I’m 36 but I still run MAF slightly higher, 147-154. It still feels easy. Recent MAF Pace is 9:09 min/mile.
I ran a half marathon last month with a 1:51 finish and felt great. I felt like I could’ve easily gone sub 1:50. It’s no where near my PR 1:43 many years ago but it was the best I’ve felt in 6 years since my healing journey. I also have a full marathon in October. My goal is to simply enjoy it and see where I’m at to prepare for next season.
My question is about my upcoming off season after the marathon. I have my eyes set on a 1:45 Half marathon next year and possibly another Full marathon. I’ve never worked on speed but would like to next season!
My parameters for training these days are:
– 5 to 7 hours a week dedicated to training. I work full time and not willing to sacrifice any more family time for training.

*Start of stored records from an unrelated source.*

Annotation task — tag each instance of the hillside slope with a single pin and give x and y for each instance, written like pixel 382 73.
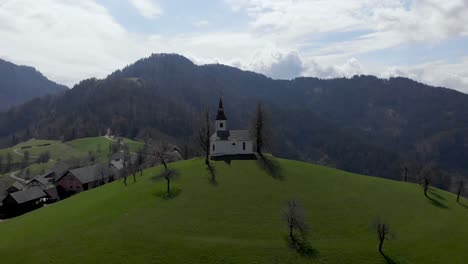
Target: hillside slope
pixel 19 84
pixel 362 124
pixel 238 220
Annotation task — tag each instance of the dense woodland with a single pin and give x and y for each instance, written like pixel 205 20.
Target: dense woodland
pixel 363 124
pixel 19 84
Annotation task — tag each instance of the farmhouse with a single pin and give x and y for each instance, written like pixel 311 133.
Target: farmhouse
pixel 25 200
pixel 17 186
pixel 46 186
pixel 85 178
pixel 229 142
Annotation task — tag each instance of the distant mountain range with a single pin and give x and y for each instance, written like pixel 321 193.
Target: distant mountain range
pixel 19 84
pixel 363 124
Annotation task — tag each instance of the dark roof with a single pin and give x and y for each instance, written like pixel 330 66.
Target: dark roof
pixel 60 170
pixel 52 192
pixel 223 134
pixel 48 174
pixel 117 164
pixel 121 156
pixel 42 180
pixel 221 115
pixel 27 195
pixel 17 185
pixel 239 135
pixel 90 173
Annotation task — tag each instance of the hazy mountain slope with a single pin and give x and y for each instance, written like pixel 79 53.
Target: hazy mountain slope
pixel 363 124
pixel 19 84
pixel 240 220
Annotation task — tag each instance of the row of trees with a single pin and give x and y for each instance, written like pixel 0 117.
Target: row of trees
pixel 293 216
pixel 427 175
pixel 7 163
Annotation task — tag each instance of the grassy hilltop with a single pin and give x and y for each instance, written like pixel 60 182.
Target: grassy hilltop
pixel 238 220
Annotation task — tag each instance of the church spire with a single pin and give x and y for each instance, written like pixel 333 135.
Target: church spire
pixel 221 115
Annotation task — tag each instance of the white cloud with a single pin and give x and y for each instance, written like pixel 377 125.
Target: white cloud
pixel 201 23
pixel 439 73
pixel 147 8
pixel 389 23
pixel 74 40
pixel 66 40
pixel 274 63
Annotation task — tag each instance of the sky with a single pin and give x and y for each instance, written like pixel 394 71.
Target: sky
pixel 72 40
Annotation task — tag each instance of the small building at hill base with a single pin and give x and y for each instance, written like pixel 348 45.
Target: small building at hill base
pixel 85 178
pixel 226 142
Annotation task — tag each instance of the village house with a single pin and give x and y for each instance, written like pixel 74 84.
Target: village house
pixel 24 200
pixel 46 185
pixel 229 142
pixel 17 186
pixel 85 178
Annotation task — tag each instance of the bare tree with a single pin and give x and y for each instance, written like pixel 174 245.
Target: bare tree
pixel 91 157
pixel 383 232
pixel 260 127
pixel 405 173
pixel 25 158
pixel 461 185
pixel 204 135
pixel 294 218
pixel 9 161
pixel 169 175
pixel 140 160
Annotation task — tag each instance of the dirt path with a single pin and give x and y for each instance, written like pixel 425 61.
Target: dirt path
pixel 109 138
pixel 13 176
pixel 16 151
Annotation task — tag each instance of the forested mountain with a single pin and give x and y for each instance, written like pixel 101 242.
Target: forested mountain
pixel 363 124
pixel 19 84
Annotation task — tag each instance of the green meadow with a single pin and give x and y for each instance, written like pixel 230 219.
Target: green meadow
pixel 238 219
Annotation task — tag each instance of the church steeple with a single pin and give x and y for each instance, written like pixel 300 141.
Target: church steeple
pixel 221 116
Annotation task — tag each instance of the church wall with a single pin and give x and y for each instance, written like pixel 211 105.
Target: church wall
pixel 227 147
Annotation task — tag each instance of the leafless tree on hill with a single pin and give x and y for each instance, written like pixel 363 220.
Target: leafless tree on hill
pixel 261 127
pixel 204 134
pixel 382 229
pixel 294 218
pixel 461 186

– I live in upstate NY so running in the winter can be spotty. I don’t have a treadmill (should I get one?) I have a Peloton/Indoor spin bike that I love.
-I really enjoy Crossfit 2 days a week just to get out the house, be social and break up the week. I have no issues scaling these workouts if I need to…I just really don’t want to give this up completely.
My question is, how should I structure my off season? More leg extensions? Should I dedicate this time to building/improving MAF? Is 5 hours a week enough time to do so? Would the bike be effective for MAF in the off season? Or do I really need to consider dishing the money for a treadmill and keep MAF specific to running?